48 Hours – 4 Stars

The best of the buddy-cop genre, I got a chance to watch this 1982 release last night with my boy. This was Eddie Murphy’s kinetic debut as hustler Reggie Hammond, released from prison for 48 hours under the brutal watch of Detective Jack Cates (Nick Nolte) to hunt for Hammond’s ex-partners, who have gone on a cop-killing spree in San Francisco. The film catapulted Murphy to stardom. It was also the first picture to feature a Saturday Night Live comedian in a raw, crime story.

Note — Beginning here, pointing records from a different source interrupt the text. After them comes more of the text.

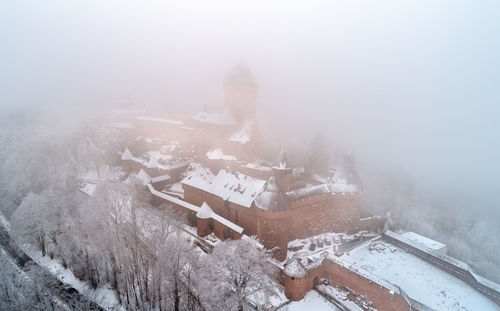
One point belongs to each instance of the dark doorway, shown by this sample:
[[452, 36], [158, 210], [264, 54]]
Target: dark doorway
[[315, 282]]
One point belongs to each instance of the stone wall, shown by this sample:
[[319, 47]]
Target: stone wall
[[324, 213], [382, 297]]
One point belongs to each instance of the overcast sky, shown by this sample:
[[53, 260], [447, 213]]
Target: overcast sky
[[413, 85]]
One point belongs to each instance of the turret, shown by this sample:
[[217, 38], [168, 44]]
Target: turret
[[283, 172]]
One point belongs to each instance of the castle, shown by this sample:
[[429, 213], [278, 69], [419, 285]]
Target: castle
[[209, 168], [273, 202]]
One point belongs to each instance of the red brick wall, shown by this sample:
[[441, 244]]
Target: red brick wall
[[296, 288], [326, 213]]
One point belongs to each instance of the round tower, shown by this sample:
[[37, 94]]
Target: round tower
[[240, 93]]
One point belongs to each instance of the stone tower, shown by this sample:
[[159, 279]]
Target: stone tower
[[240, 93]]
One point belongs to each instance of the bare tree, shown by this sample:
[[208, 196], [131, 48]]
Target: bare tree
[[235, 270]]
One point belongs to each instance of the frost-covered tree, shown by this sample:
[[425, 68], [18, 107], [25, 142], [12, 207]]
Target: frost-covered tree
[[235, 270]]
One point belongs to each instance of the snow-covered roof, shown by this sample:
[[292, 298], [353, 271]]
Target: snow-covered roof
[[205, 211], [425, 241], [295, 268], [243, 134], [160, 178], [127, 155], [217, 118], [160, 120], [142, 178], [236, 187], [283, 163], [271, 197], [218, 154], [199, 177]]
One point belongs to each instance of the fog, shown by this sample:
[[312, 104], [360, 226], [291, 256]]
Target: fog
[[411, 87]]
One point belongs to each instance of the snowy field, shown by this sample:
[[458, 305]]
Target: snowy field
[[419, 279], [311, 302]]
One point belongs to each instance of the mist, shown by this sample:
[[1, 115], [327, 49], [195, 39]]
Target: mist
[[410, 87]]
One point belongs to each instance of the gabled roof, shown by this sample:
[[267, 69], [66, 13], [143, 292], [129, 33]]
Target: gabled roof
[[199, 177], [236, 187]]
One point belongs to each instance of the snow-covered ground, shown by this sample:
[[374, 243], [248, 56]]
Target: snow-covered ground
[[419, 279], [311, 302], [103, 296]]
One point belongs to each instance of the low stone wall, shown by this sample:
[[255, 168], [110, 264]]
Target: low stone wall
[[384, 297], [449, 264]]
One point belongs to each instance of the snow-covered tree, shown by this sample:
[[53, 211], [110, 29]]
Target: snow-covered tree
[[235, 270]]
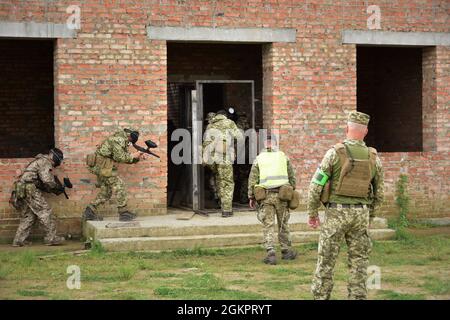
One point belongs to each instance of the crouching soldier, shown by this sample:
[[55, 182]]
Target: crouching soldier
[[103, 164], [28, 197], [271, 179]]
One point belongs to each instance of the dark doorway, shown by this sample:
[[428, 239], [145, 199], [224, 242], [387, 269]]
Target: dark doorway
[[389, 89], [26, 98], [219, 67]]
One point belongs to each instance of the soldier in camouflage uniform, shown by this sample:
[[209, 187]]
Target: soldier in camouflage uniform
[[211, 176], [242, 169], [271, 170], [36, 179], [349, 182], [113, 150], [218, 153]]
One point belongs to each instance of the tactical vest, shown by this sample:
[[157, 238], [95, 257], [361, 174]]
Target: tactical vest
[[272, 169], [357, 170]]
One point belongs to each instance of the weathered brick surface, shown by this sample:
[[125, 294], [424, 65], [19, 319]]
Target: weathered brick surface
[[111, 75]]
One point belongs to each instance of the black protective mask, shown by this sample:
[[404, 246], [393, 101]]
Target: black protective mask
[[57, 156]]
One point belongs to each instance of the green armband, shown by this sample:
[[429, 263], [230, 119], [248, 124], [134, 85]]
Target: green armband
[[320, 177]]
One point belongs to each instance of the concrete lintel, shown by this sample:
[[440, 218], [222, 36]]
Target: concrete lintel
[[257, 35], [396, 38], [35, 30]]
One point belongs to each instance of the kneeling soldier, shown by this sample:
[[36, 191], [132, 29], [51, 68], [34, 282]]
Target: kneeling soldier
[[271, 177], [29, 200], [113, 150], [349, 182]]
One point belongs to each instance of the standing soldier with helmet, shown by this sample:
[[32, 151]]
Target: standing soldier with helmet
[[242, 169], [27, 197], [212, 183], [349, 182], [103, 164], [218, 152]]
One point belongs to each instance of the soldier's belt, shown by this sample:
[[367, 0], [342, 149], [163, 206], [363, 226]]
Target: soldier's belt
[[346, 206]]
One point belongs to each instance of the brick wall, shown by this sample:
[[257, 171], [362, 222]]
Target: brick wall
[[111, 75]]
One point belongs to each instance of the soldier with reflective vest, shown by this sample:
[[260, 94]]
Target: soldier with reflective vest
[[349, 183], [271, 185]]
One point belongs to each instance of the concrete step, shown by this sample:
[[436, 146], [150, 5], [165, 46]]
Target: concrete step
[[214, 240], [169, 226]]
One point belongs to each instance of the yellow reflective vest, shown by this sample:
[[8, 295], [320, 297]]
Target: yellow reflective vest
[[272, 169]]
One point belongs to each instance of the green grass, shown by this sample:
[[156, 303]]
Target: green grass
[[32, 293], [437, 286], [413, 267]]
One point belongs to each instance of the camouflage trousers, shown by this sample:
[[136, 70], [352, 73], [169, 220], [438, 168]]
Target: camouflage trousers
[[108, 187], [223, 174], [268, 209], [35, 208], [351, 224]]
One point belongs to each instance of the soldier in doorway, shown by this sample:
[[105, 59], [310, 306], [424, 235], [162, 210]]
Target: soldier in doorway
[[218, 153]]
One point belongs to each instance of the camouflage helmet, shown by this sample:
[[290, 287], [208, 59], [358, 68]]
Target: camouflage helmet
[[358, 117], [133, 133]]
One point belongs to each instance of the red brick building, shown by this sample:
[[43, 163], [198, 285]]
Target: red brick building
[[305, 64]]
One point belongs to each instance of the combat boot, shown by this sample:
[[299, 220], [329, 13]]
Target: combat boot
[[126, 216], [90, 215], [227, 214], [21, 244], [56, 241], [270, 258], [288, 254]]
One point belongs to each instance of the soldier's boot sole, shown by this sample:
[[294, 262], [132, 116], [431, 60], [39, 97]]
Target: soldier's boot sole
[[290, 255], [55, 242], [90, 215]]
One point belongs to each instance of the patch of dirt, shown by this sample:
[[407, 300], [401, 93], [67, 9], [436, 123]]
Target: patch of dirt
[[70, 245]]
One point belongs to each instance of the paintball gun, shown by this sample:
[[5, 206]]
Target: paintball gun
[[150, 145], [62, 187]]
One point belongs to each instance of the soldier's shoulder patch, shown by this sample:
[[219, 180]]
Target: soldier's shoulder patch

The film holds up well. Murphy is very funny but he does not treat every scene as an opportunity to do a bit or schtick.  Rather, he picks and chooses his moments, trusting in the story directed and mostly written by Walter Hill. He has one virtuoso scene, when he poses as a cop to roust a redneck bar, but even there, where he puts a knife to a man’s face and tells him, “I’m your worst fu***** nightmare, I’m a ni**** with a badge”, he is in keeping with the picture’s tough tenor. And Nolte’s Cates is brutal, unpleasant and an unrelenting racist, almost shockingly so, given our current advanced ethos. Given that we’re dealing with tough cops and criminals, the racial dynamic is not off-putting.  It just adds to the tension.

I was also surprised by the gritty brutality of the movie. The body count is high, but rather than explosions and elegant slo-motion, Hill takes more of a Sam Peckinpah approach. The shootings are bloody and awkward, not stylized. And the bad guys – Albert Ganz (James Remar) and Billy Bear (Sonny Landham) – are scary bad.

James Horner’s original music (he’s been nominated 5 times and won for his scoring of Titanic) is apt, a moody mix of jazz and Asian chimes.  Hill also uses San Francisco to his full advantage, mixing the grimy feel of Bullitt and Dirty Harry with a little early 80s glitz.

It has a few weaknesses. Annette O’Toole, for whom I have had my own weakness since Robby Benson’s One on One

is wasted as Cates’s suffering girlfriend. And the finale, where Cates and Hammond just “play a hunch.” is a bit lazy. Still, this is a solid crime picture.